## Water Quality Prediction Project Proposal
### Introduction

Water is one of the main basic needs humans need to survive, though many regions around the globe have limited access to clean, safe drinking-water. A body of water's potability can be determined using a range of water quality metrics, each serving as indicators as to whether or not the water is safe to drink, or in other words, potable.

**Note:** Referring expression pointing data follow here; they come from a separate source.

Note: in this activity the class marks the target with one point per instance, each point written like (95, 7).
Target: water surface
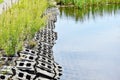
(88, 45)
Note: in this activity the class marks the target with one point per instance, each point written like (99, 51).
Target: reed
(20, 23)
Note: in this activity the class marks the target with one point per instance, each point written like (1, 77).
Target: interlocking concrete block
(26, 65)
(20, 75)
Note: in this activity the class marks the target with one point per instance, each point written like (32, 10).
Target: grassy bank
(87, 3)
(91, 12)
(1, 1)
(20, 23)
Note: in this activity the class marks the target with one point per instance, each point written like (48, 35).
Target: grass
(88, 3)
(1, 1)
(20, 23)
(85, 14)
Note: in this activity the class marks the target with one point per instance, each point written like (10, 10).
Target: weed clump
(20, 23)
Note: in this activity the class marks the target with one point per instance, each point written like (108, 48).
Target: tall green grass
(88, 3)
(20, 23)
(1, 1)
(91, 12)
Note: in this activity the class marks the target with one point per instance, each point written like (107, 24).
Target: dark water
(88, 45)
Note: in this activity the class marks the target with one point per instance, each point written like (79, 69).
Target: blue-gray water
(89, 48)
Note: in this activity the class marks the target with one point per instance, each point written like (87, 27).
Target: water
(88, 45)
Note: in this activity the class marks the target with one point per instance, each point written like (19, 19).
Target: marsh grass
(20, 23)
(88, 3)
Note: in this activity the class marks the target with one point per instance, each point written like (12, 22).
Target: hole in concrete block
(43, 64)
(21, 64)
(49, 61)
(42, 68)
(49, 56)
(27, 50)
(28, 64)
(49, 67)
(2, 77)
(32, 52)
(44, 53)
(28, 77)
(59, 67)
(20, 74)
(43, 58)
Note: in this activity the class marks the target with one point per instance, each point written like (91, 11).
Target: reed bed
(91, 12)
(1, 1)
(88, 3)
(20, 23)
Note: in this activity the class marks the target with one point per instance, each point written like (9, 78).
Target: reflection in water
(86, 13)
(90, 48)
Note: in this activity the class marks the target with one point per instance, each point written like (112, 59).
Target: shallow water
(88, 45)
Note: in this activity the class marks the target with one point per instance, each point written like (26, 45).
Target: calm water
(88, 45)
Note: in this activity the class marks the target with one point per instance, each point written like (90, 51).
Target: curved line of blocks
(37, 63)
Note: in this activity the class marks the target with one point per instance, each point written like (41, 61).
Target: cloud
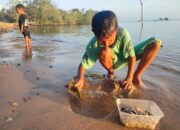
(1, 7)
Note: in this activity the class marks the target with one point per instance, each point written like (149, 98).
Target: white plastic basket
(139, 121)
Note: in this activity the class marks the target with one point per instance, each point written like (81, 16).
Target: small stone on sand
(14, 104)
(37, 78)
(9, 119)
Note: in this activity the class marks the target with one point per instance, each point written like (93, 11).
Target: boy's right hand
(79, 83)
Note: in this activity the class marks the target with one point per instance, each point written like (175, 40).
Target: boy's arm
(127, 82)
(80, 81)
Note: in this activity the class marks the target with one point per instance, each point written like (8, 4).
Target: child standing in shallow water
(24, 25)
(113, 47)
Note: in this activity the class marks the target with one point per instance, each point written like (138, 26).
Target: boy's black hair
(20, 6)
(104, 23)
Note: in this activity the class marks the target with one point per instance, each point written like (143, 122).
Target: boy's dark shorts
(26, 33)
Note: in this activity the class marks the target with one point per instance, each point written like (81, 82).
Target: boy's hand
(79, 83)
(127, 83)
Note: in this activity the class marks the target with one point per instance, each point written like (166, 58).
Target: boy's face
(107, 41)
(19, 10)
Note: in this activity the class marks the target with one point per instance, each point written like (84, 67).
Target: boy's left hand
(127, 83)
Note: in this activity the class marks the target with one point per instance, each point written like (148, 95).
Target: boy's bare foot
(138, 81)
(111, 75)
(79, 84)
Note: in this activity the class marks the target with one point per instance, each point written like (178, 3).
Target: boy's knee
(157, 45)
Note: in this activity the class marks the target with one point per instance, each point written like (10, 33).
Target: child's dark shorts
(26, 33)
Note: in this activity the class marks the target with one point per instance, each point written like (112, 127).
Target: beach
(32, 92)
(6, 27)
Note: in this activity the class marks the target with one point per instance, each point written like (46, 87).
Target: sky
(126, 10)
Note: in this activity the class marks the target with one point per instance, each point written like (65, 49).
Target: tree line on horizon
(44, 12)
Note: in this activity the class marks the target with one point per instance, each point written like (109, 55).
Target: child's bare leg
(106, 59)
(146, 60)
(26, 41)
(29, 42)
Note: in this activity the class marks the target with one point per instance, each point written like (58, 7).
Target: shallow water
(63, 47)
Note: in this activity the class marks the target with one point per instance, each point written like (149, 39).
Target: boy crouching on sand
(23, 25)
(113, 47)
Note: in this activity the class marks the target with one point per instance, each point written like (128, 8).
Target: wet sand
(35, 83)
(43, 103)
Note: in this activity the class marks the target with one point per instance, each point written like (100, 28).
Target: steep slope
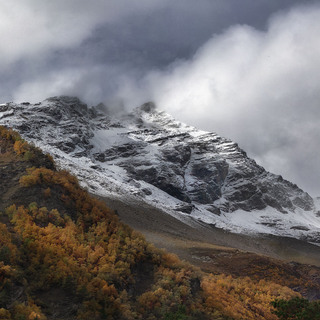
(65, 255)
(148, 157)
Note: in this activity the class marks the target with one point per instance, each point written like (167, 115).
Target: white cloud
(262, 89)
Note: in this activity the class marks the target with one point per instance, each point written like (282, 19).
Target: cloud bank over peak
(261, 88)
(247, 70)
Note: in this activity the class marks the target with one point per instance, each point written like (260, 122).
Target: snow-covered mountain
(146, 156)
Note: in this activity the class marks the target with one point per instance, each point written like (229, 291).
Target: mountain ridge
(148, 156)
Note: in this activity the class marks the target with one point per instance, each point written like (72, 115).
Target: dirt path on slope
(175, 236)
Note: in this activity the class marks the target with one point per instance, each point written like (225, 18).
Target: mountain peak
(148, 107)
(149, 157)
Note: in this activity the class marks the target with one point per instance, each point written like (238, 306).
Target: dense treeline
(76, 246)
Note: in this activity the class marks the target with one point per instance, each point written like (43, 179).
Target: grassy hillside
(65, 255)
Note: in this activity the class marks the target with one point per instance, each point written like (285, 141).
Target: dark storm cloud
(247, 69)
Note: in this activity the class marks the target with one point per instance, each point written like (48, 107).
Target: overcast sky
(246, 69)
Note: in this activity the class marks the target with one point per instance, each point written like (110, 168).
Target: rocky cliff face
(147, 156)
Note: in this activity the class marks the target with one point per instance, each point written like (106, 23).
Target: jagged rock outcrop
(148, 155)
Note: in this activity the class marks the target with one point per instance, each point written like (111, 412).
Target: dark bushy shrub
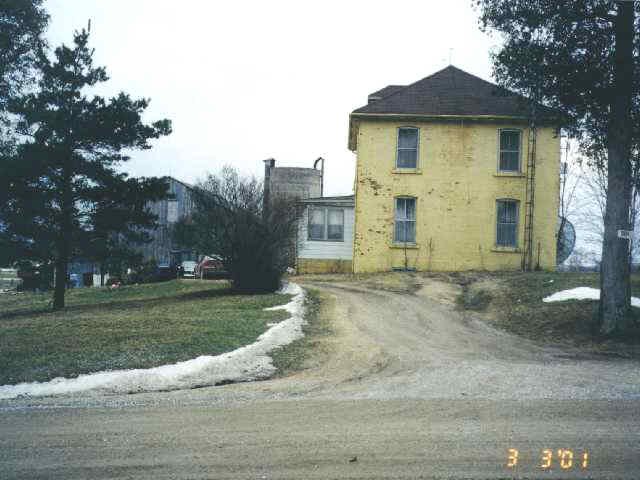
(230, 221)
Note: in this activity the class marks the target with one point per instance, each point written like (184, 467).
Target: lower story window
(405, 221)
(326, 224)
(507, 223)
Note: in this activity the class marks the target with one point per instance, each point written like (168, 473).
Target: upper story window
(326, 224)
(405, 221)
(407, 155)
(510, 143)
(507, 223)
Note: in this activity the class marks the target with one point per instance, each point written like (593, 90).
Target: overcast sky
(244, 81)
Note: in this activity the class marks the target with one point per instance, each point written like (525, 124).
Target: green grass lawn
(513, 302)
(138, 326)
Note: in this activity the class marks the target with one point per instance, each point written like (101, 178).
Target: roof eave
(425, 117)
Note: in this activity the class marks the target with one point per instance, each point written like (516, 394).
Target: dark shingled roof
(385, 92)
(452, 91)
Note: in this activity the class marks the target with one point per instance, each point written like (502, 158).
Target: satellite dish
(566, 239)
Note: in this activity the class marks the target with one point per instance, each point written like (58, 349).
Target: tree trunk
(66, 226)
(614, 277)
(60, 282)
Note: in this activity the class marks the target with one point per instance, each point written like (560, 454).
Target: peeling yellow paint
(456, 185)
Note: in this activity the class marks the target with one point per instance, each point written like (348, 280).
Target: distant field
(513, 302)
(138, 326)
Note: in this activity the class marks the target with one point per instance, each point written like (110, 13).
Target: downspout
(315, 166)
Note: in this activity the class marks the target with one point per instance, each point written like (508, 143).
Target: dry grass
(513, 301)
(138, 326)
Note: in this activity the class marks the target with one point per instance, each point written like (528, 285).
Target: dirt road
(406, 386)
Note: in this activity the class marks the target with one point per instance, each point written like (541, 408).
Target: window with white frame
(326, 224)
(510, 141)
(405, 220)
(507, 223)
(407, 154)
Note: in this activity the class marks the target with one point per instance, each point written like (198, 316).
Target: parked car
(211, 267)
(165, 272)
(188, 269)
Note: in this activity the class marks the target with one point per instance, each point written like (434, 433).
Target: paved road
(406, 385)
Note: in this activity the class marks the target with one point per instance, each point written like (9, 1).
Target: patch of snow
(582, 293)
(247, 363)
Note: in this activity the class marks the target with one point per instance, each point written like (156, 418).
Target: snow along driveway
(387, 345)
(251, 362)
(582, 293)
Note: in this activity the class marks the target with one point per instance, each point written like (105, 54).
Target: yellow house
(454, 173)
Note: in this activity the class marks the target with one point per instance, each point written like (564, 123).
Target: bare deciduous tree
(230, 221)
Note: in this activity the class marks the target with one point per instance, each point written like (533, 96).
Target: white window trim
(517, 202)
(521, 134)
(408, 127)
(326, 225)
(415, 220)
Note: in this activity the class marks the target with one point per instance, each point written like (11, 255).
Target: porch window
(405, 224)
(326, 224)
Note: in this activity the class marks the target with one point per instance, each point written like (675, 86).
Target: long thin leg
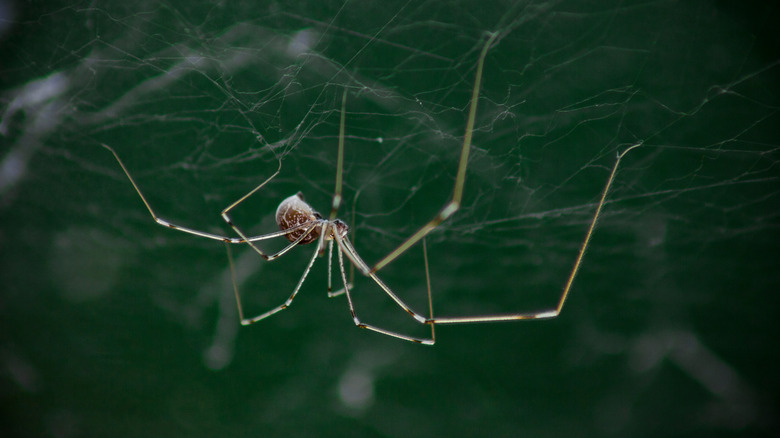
(286, 304)
(345, 245)
(340, 160)
(454, 204)
(569, 281)
(192, 231)
(310, 226)
(363, 325)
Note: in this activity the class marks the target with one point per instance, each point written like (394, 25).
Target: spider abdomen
(293, 212)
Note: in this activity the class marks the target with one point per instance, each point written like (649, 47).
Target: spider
(302, 225)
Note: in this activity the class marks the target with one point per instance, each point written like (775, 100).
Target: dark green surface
(112, 325)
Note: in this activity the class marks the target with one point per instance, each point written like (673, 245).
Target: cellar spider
(302, 225)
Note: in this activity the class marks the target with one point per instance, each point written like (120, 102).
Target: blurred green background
(113, 325)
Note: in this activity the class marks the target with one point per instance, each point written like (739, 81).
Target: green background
(112, 325)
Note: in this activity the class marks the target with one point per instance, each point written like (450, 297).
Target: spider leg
(187, 230)
(287, 303)
(360, 324)
(454, 204)
(547, 314)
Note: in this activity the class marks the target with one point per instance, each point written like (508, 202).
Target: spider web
(204, 101)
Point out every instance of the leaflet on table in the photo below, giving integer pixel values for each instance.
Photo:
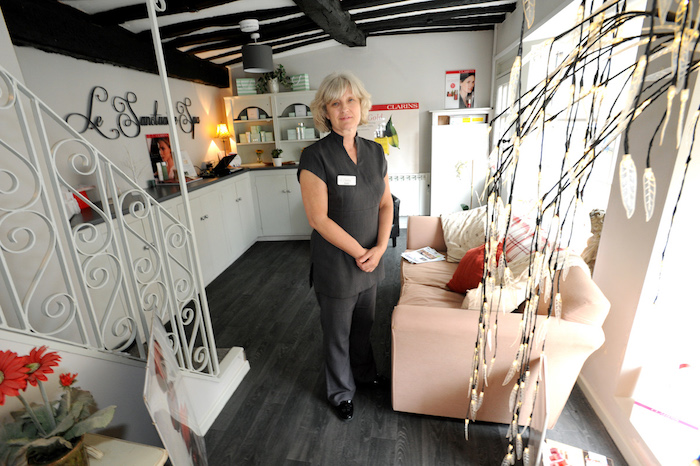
(559, 454)
(426, 254)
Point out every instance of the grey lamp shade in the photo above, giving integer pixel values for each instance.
(257, 58)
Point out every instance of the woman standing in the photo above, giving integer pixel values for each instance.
(345, 189)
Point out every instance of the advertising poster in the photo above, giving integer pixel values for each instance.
(166, 400)
(395, 127)
(459, 88)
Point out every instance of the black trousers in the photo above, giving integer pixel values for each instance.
(347, 323)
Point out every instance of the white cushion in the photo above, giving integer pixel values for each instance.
(463, 231)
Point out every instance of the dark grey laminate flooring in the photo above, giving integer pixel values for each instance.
(279, 415)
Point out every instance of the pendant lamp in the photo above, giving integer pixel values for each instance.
(257, 58)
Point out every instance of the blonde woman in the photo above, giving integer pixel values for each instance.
(345, 189)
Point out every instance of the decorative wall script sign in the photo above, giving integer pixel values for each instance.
(127, 123)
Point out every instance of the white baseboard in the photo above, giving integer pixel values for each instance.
(209, 395)
(632, 447)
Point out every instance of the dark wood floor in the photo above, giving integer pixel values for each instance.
(279, 415)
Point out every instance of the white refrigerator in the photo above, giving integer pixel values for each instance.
(459, 165)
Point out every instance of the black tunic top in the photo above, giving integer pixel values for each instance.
(354, 194)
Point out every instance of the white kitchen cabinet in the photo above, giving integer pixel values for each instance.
(207, 217)
(240, 225)
(280, 205)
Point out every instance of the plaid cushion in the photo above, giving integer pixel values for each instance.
(519, 239)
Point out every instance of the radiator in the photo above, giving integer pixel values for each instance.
(413, 189)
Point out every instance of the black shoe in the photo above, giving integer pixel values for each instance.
(379, 382)
(344, 410)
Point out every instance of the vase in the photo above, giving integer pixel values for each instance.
(273, 85)
(76, 457)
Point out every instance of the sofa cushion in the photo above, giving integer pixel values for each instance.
(435, 274)
(416, 294)
(471, 269)
(463, 231)
(512, 294)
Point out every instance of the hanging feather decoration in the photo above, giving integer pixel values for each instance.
(529, 11)
(664, 6)
(649, 192)
(628, 183)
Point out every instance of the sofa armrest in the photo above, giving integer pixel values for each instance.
(432, 351)
(425, 231)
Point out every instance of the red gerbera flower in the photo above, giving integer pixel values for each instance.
(40, 364)
(67, 379)
(13, 374)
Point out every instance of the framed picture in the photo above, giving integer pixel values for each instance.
(459, 88)
(161, 155)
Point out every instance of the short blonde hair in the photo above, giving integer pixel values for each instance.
(331, 89)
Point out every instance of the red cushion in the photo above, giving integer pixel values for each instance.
(471, 269)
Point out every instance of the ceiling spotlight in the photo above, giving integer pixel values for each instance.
(257, 58)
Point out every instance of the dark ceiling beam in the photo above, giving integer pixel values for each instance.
(429, 21)
(139, 11)
(53, 27)
(330, 16)
(187, 27)
(234, 37)
(356, 4)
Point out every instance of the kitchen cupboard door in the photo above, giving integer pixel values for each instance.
(273, 204)
(207, 216)
(298, 221)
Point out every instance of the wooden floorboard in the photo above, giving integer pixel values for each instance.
(279, 414)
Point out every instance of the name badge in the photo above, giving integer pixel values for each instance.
(347, 180)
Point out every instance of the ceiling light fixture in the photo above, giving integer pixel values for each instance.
(257, 58)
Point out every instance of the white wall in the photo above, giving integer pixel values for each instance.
(65, 84)
(400, 69)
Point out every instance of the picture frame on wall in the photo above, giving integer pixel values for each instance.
(460, 88)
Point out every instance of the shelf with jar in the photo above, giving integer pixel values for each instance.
(289, 110)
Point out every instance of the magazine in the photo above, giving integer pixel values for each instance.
(559, 454)
(426, 254)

For this project, we will be utilizing the 'water_potability.csv' file retrieved from the [Water Quality dataset](https://www.kaggle.com/datasets/adityakadiwal/water-potability/data) on Kaggle, which consists of water quality metrics from 3276 distinct water bodies. 

<br>


Our **objective** with this project is to answer this question:


> **Can we predict the potability of water based on its quality metrics?**
   

<br>

The **variables** of this dataset are detailed below:

- **pH Value:** A measure of how acidic or alkaline water is (values fall within the WHO's recommended limits).

- **Hardness:** Indicates the presence of calcium and magnesium salts, which are vital determinants of water's ability to precipitate soap.

- **Solids (Total Dissolved Solids - TDS):** Denotes the concentration of dissolved minerals in water, affecting its taste and appearance.

- **Chloramines:** The concentration of disinfectants, primarily used in public water systems (chlorine and chloramine). Chlorine levels up to 4mg/L are considered safe in drinking water.

- **Sulfate:** Found in many natural sources (groundwater, plants, food, etc.). Concentration varies greatly.

- **Conductivity:** A measure of water's ability to conduct electric current, primarily determined by the amount of dissolved solids in water. Pure water is not a good conductor, and WHO standards state that EC (electrical conductivity) should not exceed 400 μS/cm. 

- **Organic_carbon (Total Organic Carbon - TOC):** A measure of the total amount of carbon in organic compounds in pure water. Comes from decaying natural organic matter and synthetic sources. 

- **Trihalomethanes (THMs):** Chemicals that might be present in water that has been treated with chlorine. Concentration fluctuates according to level of organic material in the water, the temperature of the water, and the amount of chlorine needed to treat the water.

- **Turbidity:** The amount of solid matter suspended in water, influencing the water's transparency. A measure of light emitting properties of water. WHO recommends a value of 5.00 NTU.

- **Potability:** Indicates if water is safe for human consumption or not. '1' is potable, '0' is not potable. 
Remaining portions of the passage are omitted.